Zac’s in the middle of them all in his orange Syracuse lacrosse tee, Eleanor in his fist and me at his mercy. His thick fingers curl around her neck, squeezing her fretboard, base resting inches from the pavement. Zac runs his fingers over the silver autographs, leaving more smudges. “Nice toy, Music Man.”
He wouldn’t mess her up. He couldn’t.
So, why’s my heart pounding?
I try
to stuff down the rising panic. “Thanks. But, uh, be careful with her.”
“Her?” A smirk spreads across his face.
“Sounds like VanBrackel’s got himself a new girlfriend,” Ricky calls from his car, and everyone laughs.
I huff, uneasy, and reach out my hand. “Just give her back to me, okay? So I can put her away.”
“If you want it so bad”—Zac laughs, swinging her by the neck like a gym bag—“then come get it.”
“Boyd, come on.” I clear my throat, trying to make my voice light. “She’s… one of a kind.” She’s more than that. A reminder of the world beyond Bay City. A promise for the future. And it would take only one hit to do her in.
“Ah, man,” Mario calls out, face caught between a smile and frown. “Give the kid back his guitar.”
“No need to get your panties in a twist, Lorenzo,” Zac fires back. With each swing, Eleanor’s base barely misses the asphalt. “I’m just getting a feel for it.”
“Give her back, man. Seriously.” My voice pitches, and Zac laughs out loud.
“Don’t worry. I’ll give her back. After this cool trick. You ready?” Zac raises Eleanor high into the air again, fist gripping the base of her neck. “Watch this.”
He drops her.
“No!” I lurch forward, throwing out my hands.
A startled huff—Forest.
“Oh shit!”—Ricky.
But Zac catches her by the top of her neck, centimeters before she slams pavement.
Hot adrenaline blasts through me. My heart slams against my ribcage.
“Whoa, man! Thought it was a goner for sure!” Forest says, delayed and too loud.
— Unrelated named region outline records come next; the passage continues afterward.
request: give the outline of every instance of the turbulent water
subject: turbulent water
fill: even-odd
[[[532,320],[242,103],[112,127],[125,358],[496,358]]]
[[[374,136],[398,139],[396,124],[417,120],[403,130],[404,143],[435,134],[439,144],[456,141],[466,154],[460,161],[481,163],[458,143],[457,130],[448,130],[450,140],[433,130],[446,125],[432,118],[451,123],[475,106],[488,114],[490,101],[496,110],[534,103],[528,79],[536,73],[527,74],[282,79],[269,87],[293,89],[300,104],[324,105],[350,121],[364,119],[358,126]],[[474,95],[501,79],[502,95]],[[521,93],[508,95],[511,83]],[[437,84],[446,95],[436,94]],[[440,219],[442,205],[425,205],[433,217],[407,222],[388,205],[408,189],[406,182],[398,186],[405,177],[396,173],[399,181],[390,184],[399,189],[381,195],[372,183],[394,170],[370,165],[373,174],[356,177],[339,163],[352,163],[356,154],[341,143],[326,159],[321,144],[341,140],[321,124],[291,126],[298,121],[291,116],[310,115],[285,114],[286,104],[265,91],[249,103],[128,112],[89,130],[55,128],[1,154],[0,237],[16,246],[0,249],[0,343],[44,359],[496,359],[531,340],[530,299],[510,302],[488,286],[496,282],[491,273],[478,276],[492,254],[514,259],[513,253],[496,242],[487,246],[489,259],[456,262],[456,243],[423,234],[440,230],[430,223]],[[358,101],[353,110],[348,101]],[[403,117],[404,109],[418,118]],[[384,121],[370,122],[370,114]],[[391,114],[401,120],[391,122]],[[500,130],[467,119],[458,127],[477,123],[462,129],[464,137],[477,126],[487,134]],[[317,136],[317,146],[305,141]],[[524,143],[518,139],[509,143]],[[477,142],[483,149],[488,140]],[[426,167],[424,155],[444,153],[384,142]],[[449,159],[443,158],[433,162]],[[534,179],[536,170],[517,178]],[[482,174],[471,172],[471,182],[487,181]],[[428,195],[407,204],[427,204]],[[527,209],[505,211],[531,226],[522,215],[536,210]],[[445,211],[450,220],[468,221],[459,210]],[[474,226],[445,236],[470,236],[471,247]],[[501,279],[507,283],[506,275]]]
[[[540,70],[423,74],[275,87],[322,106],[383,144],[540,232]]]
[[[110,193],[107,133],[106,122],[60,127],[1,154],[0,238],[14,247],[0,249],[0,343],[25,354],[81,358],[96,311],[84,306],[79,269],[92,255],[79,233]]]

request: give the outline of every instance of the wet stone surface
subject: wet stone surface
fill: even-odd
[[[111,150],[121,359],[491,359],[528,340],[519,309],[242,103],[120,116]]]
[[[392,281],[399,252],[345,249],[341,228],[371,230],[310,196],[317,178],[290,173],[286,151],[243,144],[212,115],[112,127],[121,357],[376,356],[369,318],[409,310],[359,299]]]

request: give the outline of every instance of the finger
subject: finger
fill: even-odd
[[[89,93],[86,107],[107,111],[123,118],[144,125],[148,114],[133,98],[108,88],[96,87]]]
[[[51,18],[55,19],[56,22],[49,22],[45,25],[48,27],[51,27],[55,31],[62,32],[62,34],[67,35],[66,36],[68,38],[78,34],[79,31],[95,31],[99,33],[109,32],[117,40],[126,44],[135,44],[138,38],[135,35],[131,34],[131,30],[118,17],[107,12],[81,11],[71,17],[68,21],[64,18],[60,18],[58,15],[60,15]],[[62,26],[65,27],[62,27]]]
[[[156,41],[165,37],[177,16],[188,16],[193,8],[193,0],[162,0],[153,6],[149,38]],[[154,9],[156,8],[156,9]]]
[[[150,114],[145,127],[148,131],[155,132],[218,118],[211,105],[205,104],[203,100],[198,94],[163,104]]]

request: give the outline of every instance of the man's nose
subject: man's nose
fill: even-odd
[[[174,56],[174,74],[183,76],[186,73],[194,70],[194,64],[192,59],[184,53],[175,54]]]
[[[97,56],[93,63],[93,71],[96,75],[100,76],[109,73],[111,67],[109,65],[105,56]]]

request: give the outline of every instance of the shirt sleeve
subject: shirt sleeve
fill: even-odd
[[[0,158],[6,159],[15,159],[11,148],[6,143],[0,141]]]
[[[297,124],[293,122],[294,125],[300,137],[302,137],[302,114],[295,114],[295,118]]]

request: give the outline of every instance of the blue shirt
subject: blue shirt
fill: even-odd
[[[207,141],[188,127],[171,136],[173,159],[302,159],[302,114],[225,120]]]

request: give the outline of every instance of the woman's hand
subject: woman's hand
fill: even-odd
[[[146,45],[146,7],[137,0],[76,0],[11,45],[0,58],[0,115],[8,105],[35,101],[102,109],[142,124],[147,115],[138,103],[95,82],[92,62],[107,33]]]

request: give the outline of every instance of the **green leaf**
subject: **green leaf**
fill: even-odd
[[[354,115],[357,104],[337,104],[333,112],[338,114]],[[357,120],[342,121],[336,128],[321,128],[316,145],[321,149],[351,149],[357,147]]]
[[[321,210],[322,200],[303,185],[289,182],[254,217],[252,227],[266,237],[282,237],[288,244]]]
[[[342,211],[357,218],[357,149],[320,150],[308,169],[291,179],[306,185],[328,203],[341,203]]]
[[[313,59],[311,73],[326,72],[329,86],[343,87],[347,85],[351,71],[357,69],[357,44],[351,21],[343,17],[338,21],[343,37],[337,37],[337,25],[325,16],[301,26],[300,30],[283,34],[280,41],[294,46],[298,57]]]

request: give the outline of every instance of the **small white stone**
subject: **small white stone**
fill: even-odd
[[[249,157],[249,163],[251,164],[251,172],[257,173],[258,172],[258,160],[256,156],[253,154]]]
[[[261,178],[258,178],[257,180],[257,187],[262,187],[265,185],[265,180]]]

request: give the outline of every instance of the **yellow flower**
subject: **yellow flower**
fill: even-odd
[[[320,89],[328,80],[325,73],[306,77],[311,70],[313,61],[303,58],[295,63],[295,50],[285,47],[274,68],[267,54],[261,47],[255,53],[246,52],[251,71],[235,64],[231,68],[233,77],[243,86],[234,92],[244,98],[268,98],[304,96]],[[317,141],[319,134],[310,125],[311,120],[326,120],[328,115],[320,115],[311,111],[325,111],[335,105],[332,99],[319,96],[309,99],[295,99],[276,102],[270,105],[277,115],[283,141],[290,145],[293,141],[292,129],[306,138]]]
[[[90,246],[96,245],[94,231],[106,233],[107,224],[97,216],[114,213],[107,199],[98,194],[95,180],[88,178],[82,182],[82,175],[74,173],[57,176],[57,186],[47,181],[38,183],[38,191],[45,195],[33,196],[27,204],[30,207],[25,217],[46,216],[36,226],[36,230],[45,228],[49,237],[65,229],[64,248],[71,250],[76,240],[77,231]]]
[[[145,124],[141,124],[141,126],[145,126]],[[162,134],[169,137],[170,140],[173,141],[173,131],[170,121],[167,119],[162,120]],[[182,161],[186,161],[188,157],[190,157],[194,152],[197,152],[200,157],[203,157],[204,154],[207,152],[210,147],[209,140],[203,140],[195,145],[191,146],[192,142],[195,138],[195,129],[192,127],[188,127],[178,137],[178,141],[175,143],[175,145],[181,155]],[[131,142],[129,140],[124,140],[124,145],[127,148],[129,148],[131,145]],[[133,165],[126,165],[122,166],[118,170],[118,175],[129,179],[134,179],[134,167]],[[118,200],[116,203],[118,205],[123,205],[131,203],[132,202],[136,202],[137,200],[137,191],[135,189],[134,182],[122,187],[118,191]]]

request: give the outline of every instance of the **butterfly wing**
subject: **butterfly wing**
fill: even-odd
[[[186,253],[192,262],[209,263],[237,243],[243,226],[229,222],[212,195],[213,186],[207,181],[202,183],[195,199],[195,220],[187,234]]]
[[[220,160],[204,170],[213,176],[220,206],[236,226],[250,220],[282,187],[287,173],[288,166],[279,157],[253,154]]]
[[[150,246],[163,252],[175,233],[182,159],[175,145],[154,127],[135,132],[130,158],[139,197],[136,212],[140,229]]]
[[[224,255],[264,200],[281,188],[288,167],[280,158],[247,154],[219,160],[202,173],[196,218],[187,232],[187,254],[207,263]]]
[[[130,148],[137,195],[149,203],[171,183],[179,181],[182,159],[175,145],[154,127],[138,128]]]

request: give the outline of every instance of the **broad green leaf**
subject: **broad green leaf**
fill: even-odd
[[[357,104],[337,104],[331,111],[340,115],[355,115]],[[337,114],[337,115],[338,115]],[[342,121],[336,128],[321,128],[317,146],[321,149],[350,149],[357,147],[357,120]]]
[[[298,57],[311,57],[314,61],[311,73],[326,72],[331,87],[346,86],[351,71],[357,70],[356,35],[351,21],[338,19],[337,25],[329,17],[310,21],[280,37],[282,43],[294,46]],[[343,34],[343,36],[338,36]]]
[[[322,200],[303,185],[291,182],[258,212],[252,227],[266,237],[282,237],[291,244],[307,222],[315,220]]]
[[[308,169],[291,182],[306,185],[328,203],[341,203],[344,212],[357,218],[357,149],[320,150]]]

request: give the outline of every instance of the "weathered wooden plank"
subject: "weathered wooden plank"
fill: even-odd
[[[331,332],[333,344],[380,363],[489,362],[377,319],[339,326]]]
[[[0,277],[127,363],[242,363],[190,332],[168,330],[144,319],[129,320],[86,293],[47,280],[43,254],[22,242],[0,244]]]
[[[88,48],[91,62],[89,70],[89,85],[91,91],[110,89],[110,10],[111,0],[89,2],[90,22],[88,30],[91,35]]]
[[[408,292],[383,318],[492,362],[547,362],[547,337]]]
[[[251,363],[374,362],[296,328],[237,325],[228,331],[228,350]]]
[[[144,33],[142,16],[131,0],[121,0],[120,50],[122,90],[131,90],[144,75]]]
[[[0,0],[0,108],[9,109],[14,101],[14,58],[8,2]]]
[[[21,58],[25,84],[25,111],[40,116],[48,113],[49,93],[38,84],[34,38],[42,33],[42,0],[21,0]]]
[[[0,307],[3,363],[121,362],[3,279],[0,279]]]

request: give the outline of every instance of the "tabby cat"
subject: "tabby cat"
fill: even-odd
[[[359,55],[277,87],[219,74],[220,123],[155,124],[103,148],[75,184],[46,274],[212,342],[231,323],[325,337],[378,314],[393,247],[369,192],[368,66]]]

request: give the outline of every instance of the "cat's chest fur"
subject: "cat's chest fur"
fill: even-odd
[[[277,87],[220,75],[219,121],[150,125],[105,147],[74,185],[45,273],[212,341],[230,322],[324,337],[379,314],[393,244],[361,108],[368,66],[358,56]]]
Zac’s smirk falls at the look of what must be horror on my face. “Aw, come on, Music Man. You didn’t really think I’d drop it, did you?” He swings Eleanor at me, her base hitting me in the gut and sending a hollow clang through the parking lot.
I fumble to catch her, deflating once I’ve got a solid hold.
Zac throws his good arm around my shoulders, squeezing hard. “Lighten up, VanB. So serious today! What’s with you?” He slaps me hard on the back, then shoves me away.